It's especially sad because this was -- of course -- the absolute cutest chick of the batch, an extra fluffy-puffy yellow-gold one, a top contestant in the Most Likely To Be Mistaken For An Easter Decoration contest. Murphy's Law of Chicken Depredation says that they always get your favorite one first.
I have a little bantam hen who made a nest for herself on my patio. Every day some other hens would shove her out of the nest to lay their own eggs there, so I've had 3 weeks of tending her and checking her nest every night in order to remove the unwanted new eggs. I was so happy when her eggs began to hatch and I took the feed bucket that held her nest and placed it all inside a plastic-bottomed wire rabbit cage. I didn't want the other hens to interrupt her on this day while her 4 eggs hatched, I feared they would try to hurt the emerging chicks.
The first to hatch was a pretty striped EE type chick, next was this fluffy yellow one.
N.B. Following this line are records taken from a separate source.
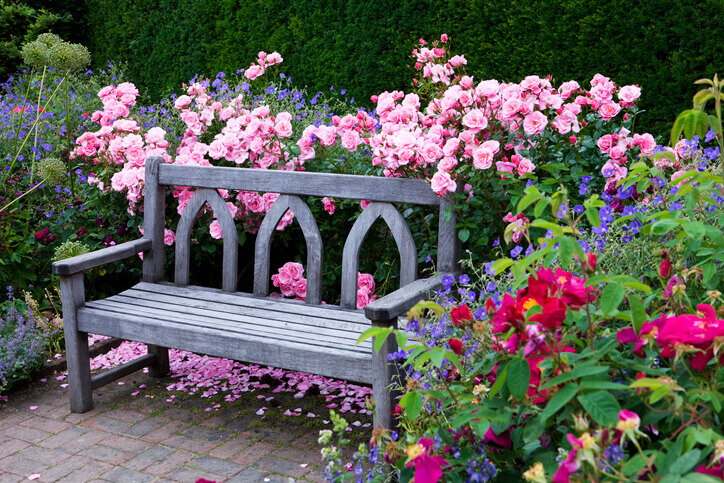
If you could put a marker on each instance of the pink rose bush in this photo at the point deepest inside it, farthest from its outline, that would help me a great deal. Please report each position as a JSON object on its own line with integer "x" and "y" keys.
{"x": 291, "y": 283}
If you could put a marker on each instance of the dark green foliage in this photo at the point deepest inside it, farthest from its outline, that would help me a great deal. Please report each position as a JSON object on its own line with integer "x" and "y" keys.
{"x": 20, "y": 23}
{"x": 364, "y": 46}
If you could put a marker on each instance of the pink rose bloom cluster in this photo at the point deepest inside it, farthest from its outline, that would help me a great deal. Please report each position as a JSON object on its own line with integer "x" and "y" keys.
{"x": 290, "y": 280}
{"x": 698, "y": 336}
{"x": 461, "y": 123}
{"x": 517, "y": 226}
{"x": 119, "y": 141}
{"x": 291, "y": 283}
{"x": 263, "y": 61}
{"x": 347, "y": 130}
{"x": 365, "y": 288}
{"x": 248, "y": 138}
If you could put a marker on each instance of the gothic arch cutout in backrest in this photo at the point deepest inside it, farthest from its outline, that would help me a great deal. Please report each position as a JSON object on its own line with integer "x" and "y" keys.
{"x": 262, "y": 255}
{"x": 228, "y": 230}
{"x": 350, "y": 257}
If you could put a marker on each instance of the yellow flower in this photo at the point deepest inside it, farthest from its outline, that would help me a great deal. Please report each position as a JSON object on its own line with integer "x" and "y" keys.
{"x": 535, "y": 473}
{"x": 415, "y": 450}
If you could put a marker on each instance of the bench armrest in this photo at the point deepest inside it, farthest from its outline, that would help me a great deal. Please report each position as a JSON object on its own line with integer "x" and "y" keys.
{"x": 78, "y": 264}
{"x": 403, "y": 299}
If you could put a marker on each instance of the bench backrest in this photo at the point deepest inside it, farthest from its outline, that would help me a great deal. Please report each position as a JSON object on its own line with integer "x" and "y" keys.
{"x": 290, "y": 185}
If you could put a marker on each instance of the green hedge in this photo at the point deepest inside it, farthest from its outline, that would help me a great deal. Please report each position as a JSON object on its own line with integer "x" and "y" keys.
{"x": 363, "y": 46}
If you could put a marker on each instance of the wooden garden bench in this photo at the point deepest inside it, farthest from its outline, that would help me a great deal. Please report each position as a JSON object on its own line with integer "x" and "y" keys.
{"x": 254, "y": 328}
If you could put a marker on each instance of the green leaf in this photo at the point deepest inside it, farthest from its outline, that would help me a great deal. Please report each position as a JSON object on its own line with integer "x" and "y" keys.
{"x": 532, "y": 194}
{"x": 662, "y": 227}
{"x": 603, "y": 385}
{"x": 436, "y": 356}
{"x": 413, "y": 405}
{"x": 500, "y": 265}
{"x": 695, "y": 229}
{"x": 578, "y": 371}
{"x": 401, "y": 339}
{"x": 597, "y": 279}
{"x": 481, "y": 427}
{"x": 463, "y": 419}
{"x": 685, "y": 463}
{"x": 559, "y": 400}
{"x": 634, "y": 465}
{"x": 601, "y": 406}
{"x": 699, "y": 478}
{"x": 638, "y": 312}
{"x": 547, "y": 225}
{"x": 593, "y": 217}
{"x": 565, "y": 247}
{"x": 464, "y": 235}
{"x": 381, "y": 337}
{"x": 498, "y": 382}
{"x": 518, "y": 378}
{"x": 611, "y": 298}
{"x": 371, "y": 332}
{"x": 540, "y": 207}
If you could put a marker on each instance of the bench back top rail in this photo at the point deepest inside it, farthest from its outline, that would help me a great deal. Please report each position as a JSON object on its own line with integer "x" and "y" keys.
{"x": 290, "y": 185}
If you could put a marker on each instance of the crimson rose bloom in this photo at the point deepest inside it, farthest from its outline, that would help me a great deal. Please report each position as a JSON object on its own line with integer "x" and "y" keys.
{"x": 461, "y": 316}
{"x": 456, "y": 345}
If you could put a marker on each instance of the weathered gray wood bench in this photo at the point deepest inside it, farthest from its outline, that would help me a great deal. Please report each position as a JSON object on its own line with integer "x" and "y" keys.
{"x": 254, "y": 328}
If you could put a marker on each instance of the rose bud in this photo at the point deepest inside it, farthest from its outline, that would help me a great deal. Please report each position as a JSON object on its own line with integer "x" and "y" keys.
{"x": 456, "y": 345}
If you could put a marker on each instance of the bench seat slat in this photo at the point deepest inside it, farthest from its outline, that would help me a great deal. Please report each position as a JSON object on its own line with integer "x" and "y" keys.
{"x": 286, "y": 354}
{"x": 254, "y": 308}
{"x": 295, "y": 307}
{"x": 395, "y": 190}
{"x": 232, "y": 322}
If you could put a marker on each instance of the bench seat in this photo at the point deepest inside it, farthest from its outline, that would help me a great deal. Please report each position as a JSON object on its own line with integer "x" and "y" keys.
{"x": 276, "y": 332}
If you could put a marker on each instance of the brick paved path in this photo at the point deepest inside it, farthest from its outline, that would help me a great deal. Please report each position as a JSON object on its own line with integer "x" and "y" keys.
{"x": 139, "y": 439}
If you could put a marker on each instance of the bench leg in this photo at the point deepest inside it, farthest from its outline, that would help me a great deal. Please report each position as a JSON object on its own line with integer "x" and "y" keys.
{"x": 161, "y": 367}
{"x": 384, "y": 373}
{"x": 76, "y": 345}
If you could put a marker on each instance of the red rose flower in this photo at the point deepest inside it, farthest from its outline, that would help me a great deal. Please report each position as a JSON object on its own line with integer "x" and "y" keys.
{"x": 456, "y": 345}
{"x": 461, "y": 316}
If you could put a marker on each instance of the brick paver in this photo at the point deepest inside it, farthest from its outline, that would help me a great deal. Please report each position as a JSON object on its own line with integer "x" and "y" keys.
{"x": 146, "y": 439}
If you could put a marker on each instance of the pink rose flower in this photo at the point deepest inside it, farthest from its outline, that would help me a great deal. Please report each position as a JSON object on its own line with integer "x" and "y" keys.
{"x": 609, "y": 110}
{"x": 300, "y": 288}
{"x": 629, "y": 94}
{"x": 215, "y": 230}
{"x": 328, "y": 205}
{"x": 296, "y": 270}
{"x": 168, "y": 236}
{"x": 534, "y": 123}
{"x": 442, "y": 183}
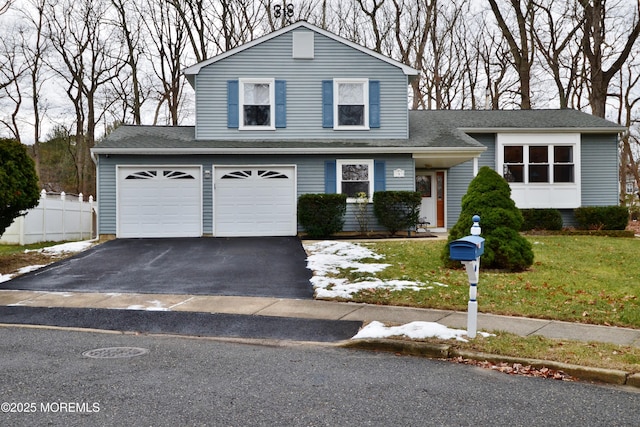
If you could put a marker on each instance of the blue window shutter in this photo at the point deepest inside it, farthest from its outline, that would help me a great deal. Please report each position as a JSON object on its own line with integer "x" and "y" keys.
{"x": 327, "y": 104}
{"x": 330, "y": 177}
{"x": 232, "y": 104}
{"x": 281, "y": 104}
{"x": 379, "y": 176}
{"x": 374, "y": 103}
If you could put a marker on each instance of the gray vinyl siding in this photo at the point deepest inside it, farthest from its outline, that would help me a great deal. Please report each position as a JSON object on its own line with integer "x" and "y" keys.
{"x": 599, "y": 174}
{"x": 273, "y": 59}
{"x": 599, "y": 170}
{"x": 310, "y": 179}
{"x": 459, "y": 177}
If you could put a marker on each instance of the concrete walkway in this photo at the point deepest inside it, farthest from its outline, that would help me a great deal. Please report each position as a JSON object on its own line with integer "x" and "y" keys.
{"x": 312, "y": 309}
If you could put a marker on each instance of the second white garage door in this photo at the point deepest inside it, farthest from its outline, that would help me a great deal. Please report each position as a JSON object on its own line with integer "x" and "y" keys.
{"x": 255, "y": 201}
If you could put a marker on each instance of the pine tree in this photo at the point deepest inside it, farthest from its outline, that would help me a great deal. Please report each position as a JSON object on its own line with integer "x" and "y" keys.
{"x": 489, "y": 196}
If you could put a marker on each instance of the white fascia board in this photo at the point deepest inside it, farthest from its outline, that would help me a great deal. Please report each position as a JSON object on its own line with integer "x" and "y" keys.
{"x": 195, "y": 69}
{"x": 545, "y": 130}
{"x": 456, "y": 151}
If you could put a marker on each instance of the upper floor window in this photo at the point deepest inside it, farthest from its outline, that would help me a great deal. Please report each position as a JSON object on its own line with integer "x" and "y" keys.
{"x": 355, "y": 176}
{"x": 351, "y": 104}
{"x": 257, "y": 104}
{"x": 539, "y": 163}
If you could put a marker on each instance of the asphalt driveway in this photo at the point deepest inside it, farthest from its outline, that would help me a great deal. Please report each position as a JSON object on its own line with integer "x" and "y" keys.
{"x": 243, "y": 266}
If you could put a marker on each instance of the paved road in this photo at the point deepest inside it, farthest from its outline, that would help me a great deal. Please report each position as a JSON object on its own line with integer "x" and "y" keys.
{"x": 183, "y": 381}
{"x": 184, "y": 323}
{"x": 265, "y": 266}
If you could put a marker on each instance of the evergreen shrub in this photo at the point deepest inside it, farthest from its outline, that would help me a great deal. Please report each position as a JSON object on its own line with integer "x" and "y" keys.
{"x": 489, "y": 196}
{"x": 397, "y": 210}
{"x": 322, "y": 215}
{"x": 18, "y": 182}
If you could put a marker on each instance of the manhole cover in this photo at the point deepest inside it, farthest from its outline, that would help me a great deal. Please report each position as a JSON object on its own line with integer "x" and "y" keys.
{"x": 115, "y": 352}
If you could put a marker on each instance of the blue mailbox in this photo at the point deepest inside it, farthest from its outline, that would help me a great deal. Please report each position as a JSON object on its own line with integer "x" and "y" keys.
{"x": 468, "y": 248}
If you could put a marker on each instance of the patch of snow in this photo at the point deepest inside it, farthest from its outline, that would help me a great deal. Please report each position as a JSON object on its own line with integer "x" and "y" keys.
{"x": 326, "y": 258}
{"x": 30, "y": 268}
{"x": 64, "y": 248}
{"x": 413, "y": 330}
{"x": 70, "y": 247}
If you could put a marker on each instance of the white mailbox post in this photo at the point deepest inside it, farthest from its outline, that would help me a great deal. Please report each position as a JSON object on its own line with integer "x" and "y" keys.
{"x": 468, "y": 251}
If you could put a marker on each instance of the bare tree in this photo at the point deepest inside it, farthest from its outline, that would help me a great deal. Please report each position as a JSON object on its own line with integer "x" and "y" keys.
{"x": 603, "y": 32}
{"x": 130, "y": 25}
{"x": 11, "y": 74}
{"x": 87, "y": 62}
{"x": 520, "y": 43}
{"x": 5, "y": 5}
{"x": 34, "y": 45}
{"x": 169, "y": 41}
{"x": 557, "y": 38}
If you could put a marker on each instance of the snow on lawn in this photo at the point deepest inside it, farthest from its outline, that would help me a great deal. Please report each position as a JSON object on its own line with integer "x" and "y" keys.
{"x": 413, "y": 330}
{"x": 63, "y": 248}
{"x": 326, "y": 258}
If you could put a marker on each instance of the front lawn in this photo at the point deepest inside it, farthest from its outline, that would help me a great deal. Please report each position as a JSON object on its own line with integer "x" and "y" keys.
{"x": 589, "y": 279}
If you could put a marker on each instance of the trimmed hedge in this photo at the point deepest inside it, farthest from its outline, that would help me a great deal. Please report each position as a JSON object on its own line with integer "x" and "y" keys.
{"x": 397, "y": 210}
{"x": 322, "y": 215}
{"x": 541, "y": 219}
{"x": 602, "y": 217}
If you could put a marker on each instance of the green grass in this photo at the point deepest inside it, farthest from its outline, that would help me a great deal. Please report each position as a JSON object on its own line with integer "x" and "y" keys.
{"x": 588, "y": 279}
{"x": 594, "y": 354}
{"x": 16, "y": 249}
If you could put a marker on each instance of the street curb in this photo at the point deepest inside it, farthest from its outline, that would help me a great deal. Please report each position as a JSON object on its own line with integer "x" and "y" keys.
{"x": 444, "y": 351}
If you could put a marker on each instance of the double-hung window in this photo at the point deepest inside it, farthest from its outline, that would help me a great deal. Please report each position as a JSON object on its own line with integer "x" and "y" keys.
{"x": 351, "y": 98}
{"x": 532, "y": 163}
{"x": 355, "y": 176}
{"x": 257, "y": 104}
{"x": 543, "y": 169}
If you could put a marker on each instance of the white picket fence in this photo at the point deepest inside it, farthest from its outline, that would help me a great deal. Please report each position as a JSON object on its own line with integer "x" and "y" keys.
{"x": 56, "y": 218}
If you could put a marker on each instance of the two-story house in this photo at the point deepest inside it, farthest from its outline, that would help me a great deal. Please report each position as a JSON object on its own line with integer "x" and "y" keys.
{"x": 302, "y": 110}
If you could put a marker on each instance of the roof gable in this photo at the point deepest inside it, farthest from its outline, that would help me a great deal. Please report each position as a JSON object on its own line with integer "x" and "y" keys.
{"x": 192, "y": 71}
{"x": 495, "y": 121}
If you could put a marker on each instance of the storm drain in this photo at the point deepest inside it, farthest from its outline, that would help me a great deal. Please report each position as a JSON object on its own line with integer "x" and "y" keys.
{"x": 115, "y": 352}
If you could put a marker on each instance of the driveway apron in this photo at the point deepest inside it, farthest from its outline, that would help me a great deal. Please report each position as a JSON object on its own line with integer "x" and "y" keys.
{"x": 247, "y": 266}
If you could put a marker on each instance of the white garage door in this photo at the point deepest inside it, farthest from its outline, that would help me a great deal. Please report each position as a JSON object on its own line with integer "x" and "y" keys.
{"x": 255, "y": 201}
{"x": 159, "y": 202}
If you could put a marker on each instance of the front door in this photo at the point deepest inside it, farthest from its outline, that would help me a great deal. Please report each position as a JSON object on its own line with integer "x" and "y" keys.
{"x": 440, "y": 199}
{"x": 424, "y": 185}
{"x": 431, "y": 186}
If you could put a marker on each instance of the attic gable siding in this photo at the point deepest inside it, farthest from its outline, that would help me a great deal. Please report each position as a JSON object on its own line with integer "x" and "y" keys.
{"x": 273, "y": 59}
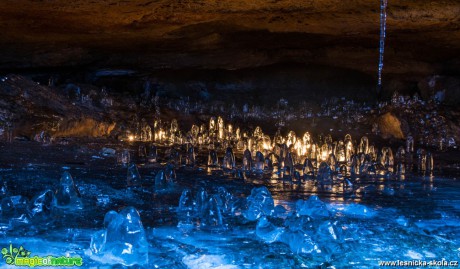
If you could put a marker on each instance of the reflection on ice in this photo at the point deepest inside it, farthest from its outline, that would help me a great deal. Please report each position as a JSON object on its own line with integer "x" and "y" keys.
{"x": 123, "y": 241}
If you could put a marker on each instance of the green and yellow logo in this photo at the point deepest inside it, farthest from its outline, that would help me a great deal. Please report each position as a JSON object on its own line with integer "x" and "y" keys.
{"x": 21, "y": 257}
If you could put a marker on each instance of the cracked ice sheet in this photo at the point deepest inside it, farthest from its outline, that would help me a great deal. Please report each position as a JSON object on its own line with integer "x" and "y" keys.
{"x": 207, "y": 261}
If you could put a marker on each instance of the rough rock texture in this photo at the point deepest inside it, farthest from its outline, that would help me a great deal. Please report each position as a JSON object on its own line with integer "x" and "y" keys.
{"x": 32, "y": 108}
{"x": 423, "y": 37}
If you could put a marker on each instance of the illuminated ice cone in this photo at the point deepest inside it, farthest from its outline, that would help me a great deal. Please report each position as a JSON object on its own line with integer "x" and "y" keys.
{"x": 152, "y": 155}
{"x": 213, "y": 161}
{"x": 185, "y": 210}
{"x": 174, "y": 127}
{"x": 259, "y": 161}
{"x": 272, "y": 161}
{"x": 190, "y": 159}
{"x": 201, "y": 199}
{"x": 324, "y": 173}
{"x": 194, "y": 131}
{"x": 212, "y": 214}
{"x": 355, "y": 166}
{"x": 421, "y": 161}
{"x": 142, "y": 152}
{"x": 212, "y": 126}
{"x": 161, "y": 181}
{"x": 220, "y": 128}
{"x": 133, "y": 178}
{"x": 67, "y": 195}
{"x": 229, "y": 159}
{"x": 123, "y": 241}
{"x": 429, "y": 163}
{"x": 349, "y": 148}
{"x": 124, "y": 157}
{"x": 291, "y": 139}
{"x": 308, "y": 169}
{"x": 247, "y": 160}
{"x": 332, "y": 162}
{"x": 348, "y": 187}
{"x": 387, "y": 159}
{"x": 409, "y": 145}
{"x": 340, "y": 152}
{"x": 289, "y": 163}
{"x": 258, "y": 134}
{"x": 363, "y": 145}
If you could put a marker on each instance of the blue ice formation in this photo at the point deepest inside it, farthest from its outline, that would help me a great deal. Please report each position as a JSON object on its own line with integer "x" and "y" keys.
{"x": 206, "y": 211}
{"x": 123, "y": 240}
{"x": 67, "y": 195}
{"x": 310, "y": 231}
{"x": 133, "y": 178}
{"x": 312, "y": 207}
{"x": 259, "y": 203}
{"x": 41, "y": 205}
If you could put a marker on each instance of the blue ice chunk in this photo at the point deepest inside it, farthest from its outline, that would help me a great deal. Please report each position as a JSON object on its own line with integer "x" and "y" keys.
{"x": 67, "y": 195}
{"x": 329, "y": 235}
{"x": 200, "y": 200}
{"x": 401, "y": 220}
{"x": 212, "y": 214}
{"x": 225, "y": 200}
{"x": 301, "y": 223}
{"x": 280, "y": 210}
{"x": 267, "y": 231}
{"x": 229, "y": 159}
{"x": 247, "y": 160}
{"x": 8, "y": 209}
{"x": 359, "y": 211}
{"x": 41, "y": 204}
{"x": 164, "y": 179}
{"x": 186, "y": 202}
{"x": 259, "y": 203}
{"x": 324, "y": 173}
{"x": 300, "y": 243}
{"x": 259, "y": 161}
{"x": 312, "y": 207}
{"x": 123, "y": 241}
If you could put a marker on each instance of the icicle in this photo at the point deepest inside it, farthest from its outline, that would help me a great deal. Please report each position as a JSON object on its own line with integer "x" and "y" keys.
{"x": 383, "y": 22}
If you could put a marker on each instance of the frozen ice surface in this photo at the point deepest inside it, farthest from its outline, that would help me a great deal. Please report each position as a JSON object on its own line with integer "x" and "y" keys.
{"x": 259, "y": 203}
{"x": 133, "y": 178}
{"x": 207, "y": 261}
{"x": 123, "y": 241}
{"x": 267, "y": 231}
{"x": 419, "y": 220}
{"x": 67, "y": 195}
{"x": 41, "y": 205}
{"x": 312, "y": 207}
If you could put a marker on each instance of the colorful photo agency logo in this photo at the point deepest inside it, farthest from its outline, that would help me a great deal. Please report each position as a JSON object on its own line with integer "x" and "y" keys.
{"x": 21, "y": 257}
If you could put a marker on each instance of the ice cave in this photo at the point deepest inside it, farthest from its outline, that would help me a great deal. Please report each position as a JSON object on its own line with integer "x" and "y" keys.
{"x": 229, "y": 134}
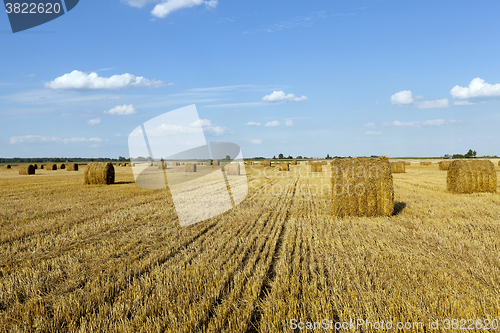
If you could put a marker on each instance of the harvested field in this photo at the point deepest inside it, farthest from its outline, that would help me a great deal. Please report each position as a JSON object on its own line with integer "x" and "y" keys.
{"x": 469, "y": 176}
{"x": 114, "y": 258}
{"x": 398, "y": 167}
{"x": 444, "y": 165}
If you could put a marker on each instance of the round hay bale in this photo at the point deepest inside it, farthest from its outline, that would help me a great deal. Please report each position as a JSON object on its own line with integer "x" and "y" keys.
{"x": 362, "y": 187}
{"x": 72, "y": 167}
{"x": 99, "y": 173}
{"x": 233, "y": 169}
{"x": 26, "y": 169}
{"x": 398, "y": 167}
{"x": 470, "y": 176}
{"x": 190, "y": 167}
{"x": 444, "y": 165}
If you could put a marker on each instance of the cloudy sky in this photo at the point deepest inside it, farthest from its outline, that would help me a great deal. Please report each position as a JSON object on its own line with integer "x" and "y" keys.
{"x": 344, "y": 77}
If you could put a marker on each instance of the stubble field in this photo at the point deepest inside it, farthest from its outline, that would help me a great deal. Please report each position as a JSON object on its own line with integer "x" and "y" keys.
{"x": 114, "y": 259}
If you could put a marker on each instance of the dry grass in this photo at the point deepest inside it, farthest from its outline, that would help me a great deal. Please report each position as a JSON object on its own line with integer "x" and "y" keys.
{"x": 72, "y": 167}
{"x": 26, "y": 169}
{"x": 469, "y": 176}
{"x": 444, "y": 165}
{"x": 398, "y": 167}
{"x": 99, "y": 173}
{"x": 80, "y": 258}
{"x": 362, "y": 187}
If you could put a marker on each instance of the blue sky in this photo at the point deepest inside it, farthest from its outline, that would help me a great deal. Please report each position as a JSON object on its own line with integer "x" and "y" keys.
{"x": 396, "y": 78}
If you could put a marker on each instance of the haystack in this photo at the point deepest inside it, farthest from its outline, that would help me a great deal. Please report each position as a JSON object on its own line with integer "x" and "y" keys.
{"x": 99, "y": 173}
{"x": 469, "y": 176}
{"x": 444, "y": 165}
{"x": 72, "y": 167}
{"x": 362, "y": 187}
{"x": 316, "y": 167}
{"x": 233, "y": 169}
{"x": 26, "y": 169}
{"x": 284, "y": 166}
{"x": 398, "y": 167}
{"x": 190, "y": 167}
{"x": 266, "y": 163}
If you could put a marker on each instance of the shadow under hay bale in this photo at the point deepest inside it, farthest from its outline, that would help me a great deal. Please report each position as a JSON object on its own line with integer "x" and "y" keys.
{"x": 283, "y": 166}
{"x": 72, "y": 167}
{"x": 362, "y": 187}
{"x": 99, "y": 173}
{"x": 469, "y": 176}
{"x": 444, "y": 165}
{"x": 26, "y": 169}
{"x": 232, "y": 169}
{"x": 190, "y": 167}
{"x": 398, "y": 167}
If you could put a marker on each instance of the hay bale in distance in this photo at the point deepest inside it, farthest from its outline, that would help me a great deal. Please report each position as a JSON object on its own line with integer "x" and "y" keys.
{"x": 284, "y": 166}
{"x": 99, "y": 173}
{"x": 266, "y": 163}
{"x": 232, "y": 169}
{"x": 362, "y": 187}
{"x": 444, "y": 165}
{"x": 469, "y": 176}
{"x": 190, "y": 167}
{"x": 26, "y": 169}
{"x": 398, "y": 167}
{"x": 72, "y": 167}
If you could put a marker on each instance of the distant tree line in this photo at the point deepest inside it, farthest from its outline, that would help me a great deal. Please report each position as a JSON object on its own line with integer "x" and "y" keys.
{"x": 60, "y": 159}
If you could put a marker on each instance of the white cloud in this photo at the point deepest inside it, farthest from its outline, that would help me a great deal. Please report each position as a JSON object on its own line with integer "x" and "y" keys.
{"x": 280, "y": 96}
{"x": 272, "y": 123}
{"x": 402, "y": 98}
{"x": 461, "y": 103}
{"x": 46, "y": 139}
{"x": 166, "y": 7}
{"x": 95, "y": 121}
{"x": 477, "y": 88}
{"x": 436, "y": 104}
{"x": 434, "y": 122}
{"x": 208, "y": 126}
{"x": 252, "y": 123}
{"x": 77, "y": 80}
{"x": 122, "y": 110}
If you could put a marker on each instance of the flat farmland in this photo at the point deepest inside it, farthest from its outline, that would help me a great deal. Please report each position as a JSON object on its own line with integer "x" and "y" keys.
{"x": 80, "y": 258}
Late last night a third striped chick hatched, and one last green egg still had a chick working its way out.
This morning I found the yellow chick about 12 inches away from the nest, dead, with just its head & neck slicked down with slime. The rest of its body was still so pretty & puffy. That's how I knew it was a victim of a snake, probably a red corn snake, they will catch & kill a chick, then try to swallow it, get up to the shoulders, and spit it out. Maybe because it's too big to swallow, maybe the hen was pecking at it in defense.
Another chick, the first to hatch, was also dead but still in the nest. I don't know if the snake also killed it, it was fluffy all over. Maybe it did but didn't attempt to swallow it, maybe the hen crushed it in her efforts to defend them from the snake. The third chick was all right, and is the only survivor of the clutch. The last chick got out of the shell this morning, but died before it could ever dry off. It had some goo around its umbilicus, it had other problems.
I will be bringing this hen & her surviving chick indoors each night for a while, at least until it's past snake-eating size. And maybe set out signs for the snakes saying "Eat THIS (mice) Not This (my chickies!)" I can't fault the snake, I actually like these kinds of snakes & we keep 2 that I've caught in my yard as pets. I raise mice to feed them, you think they'd put a good word in for us with their wild cousins. All of these red corn snakes I've encountered have been very docile and easy to catch with my bare hands. Which I do whenever I see them, and take them to release, with permission, at local nature centers.
I'm sharing all this because I know you all can sympathize & understand. And also as a cautionary tale, to consider keeping your chicks in snake-proof containers, especially overnight.